本司胡同、演乐胡同、勾阑胡同,这是自永乐迁都以来京城最繁华的烟花之地。原本只是教坊司在此,但因为教坊司是应奉宫中,等闲人难以一亲芳泽,后来便有教坊司那些年纪大的在家里调教些贫苦人家的女儿,渐渐有了些青楼楚馆,如今纵使此地的酒楼,也常常有些出条子叫上歌舞姬人陪侍,尤其是那些有官身的。这却比光顾青楼楚馆的名声好得多,尤其是手头有些闲钱的官人,大多乐此不疲。
今日府军前卫一众军官贺钱宁高升,便也是同样包下了本司胡同一座酒楼的整座三楼。因钱宁是跟着徐勋的老人了,一放出去就提督内行厂,这等升迁速度也不知道羡煞了多少人,此刻钱宁一到,别人也不管酒菜尚未上齐,徐延彻和齐济良打头先灌了他三杯。直到人连连告饶,这两位豪门公子方才罢了休,可马桥又笑吟吟举着酒杯上了前来。

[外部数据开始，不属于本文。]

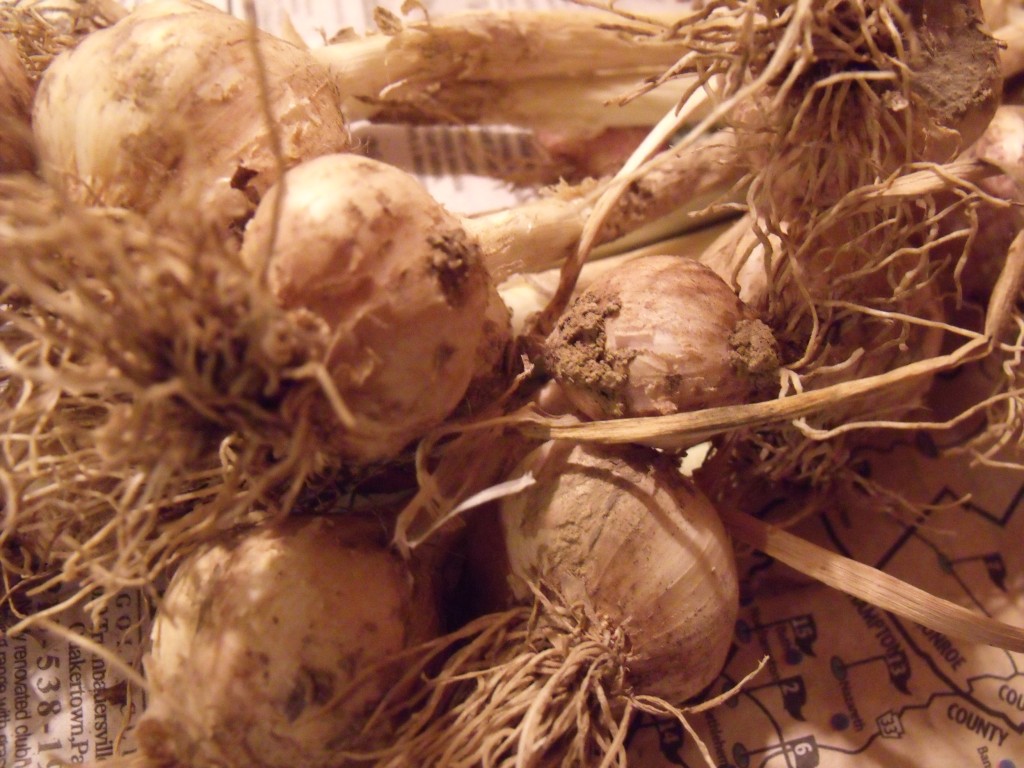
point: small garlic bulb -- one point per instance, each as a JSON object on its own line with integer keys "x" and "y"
{"x": 166, "y": 104}
{"x": 659, "y": 335}
{"x": 260, "y": 641}
{"x": 397, "y": 282}
{"x": 621, "y": 532}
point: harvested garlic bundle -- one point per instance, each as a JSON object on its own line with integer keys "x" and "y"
{"x": 659, "y": 335}
{"x": 625, "y": 598}
{"x": 399, "y": 285}
{"x": 620, "y": 530}
{"x": 15, "y": 107}
{"x": 166, "y": 104}
{"x": 269, "y": 650}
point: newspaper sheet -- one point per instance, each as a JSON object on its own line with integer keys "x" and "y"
{"x": 846, "y": 685}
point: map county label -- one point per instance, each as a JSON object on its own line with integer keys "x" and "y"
{"x": 977, "y": 723}
{"x": 1004, "y": 696}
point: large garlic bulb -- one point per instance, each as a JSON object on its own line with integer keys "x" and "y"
{"x": 260, "y": 642}
{"x": 659, "y": 335}
{"x": 166, "y": 103}
{"x": 400, "y": 286}
{"x": 619, "y": 531}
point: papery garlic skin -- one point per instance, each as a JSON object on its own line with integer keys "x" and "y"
{"x": 398, "y": 283}
{"x": 659, "y": 335}
{"x": 619, "y": 531}
{"x": 15, "y": 105}
{"x": 258, "y": 641}
{"x": 166, "y": 104}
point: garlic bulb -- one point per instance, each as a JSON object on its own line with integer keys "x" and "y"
{"x": 659, "y": 335}
{"x": 621, "y": 532}
{"x": 400, "y": 286}
{"x": 166, "y": 104}
{"x": 260, "y": 642}
{"x": 15, "y": 105}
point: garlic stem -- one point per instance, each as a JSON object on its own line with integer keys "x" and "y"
{"x": 869, "y": 584}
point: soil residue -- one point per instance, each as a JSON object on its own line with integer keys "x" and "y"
{"x": 578, "y": 354}
{"x": 755, "y": 352}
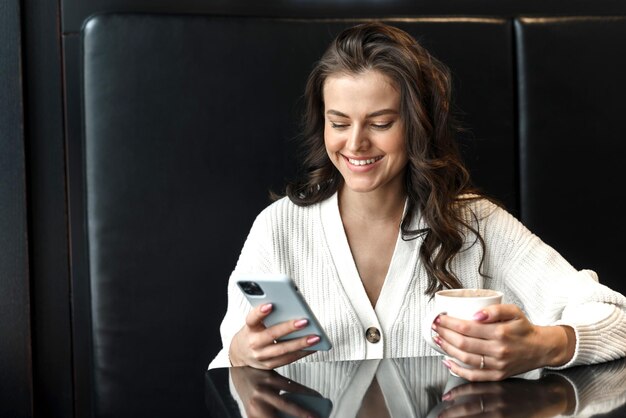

“老马……老马你可别逗我,这还没开席呢,你真想我醉死不成?”钱宁赶紧举手讨饶,连声说道,“到时候大人到了须不好看,你们好歹给我留点余地!”
“什么不好看,什么余地?”
正喧闹着的一群人见徐勋进了门来,一时四下里鸦雀无声。面对这情景,钱宁如蒙大赦,慌忙迎上前去,正要下拜行礼时,见徐勋一把托起了自己的胳膊,他忙开口说道:“大人千万救我一救,我才到没一刻钟,就被小徐小齐灌成了这样子,待会酒菜齐备,非得醉死不可!”
“哦?”徐勋往众人脸上瞥了一眼,见徐延彻和齐济良大气不敢出一声,他顿时笑了起来,“你升官发财,还不让别人多敬你两杯?别说今晚醉死,就是把你泡在酒缸里,也是大伙儿的一片贺喜之意,你们说是不是?来人,给我挑大碗,我亲自敬咱们的钱大人!”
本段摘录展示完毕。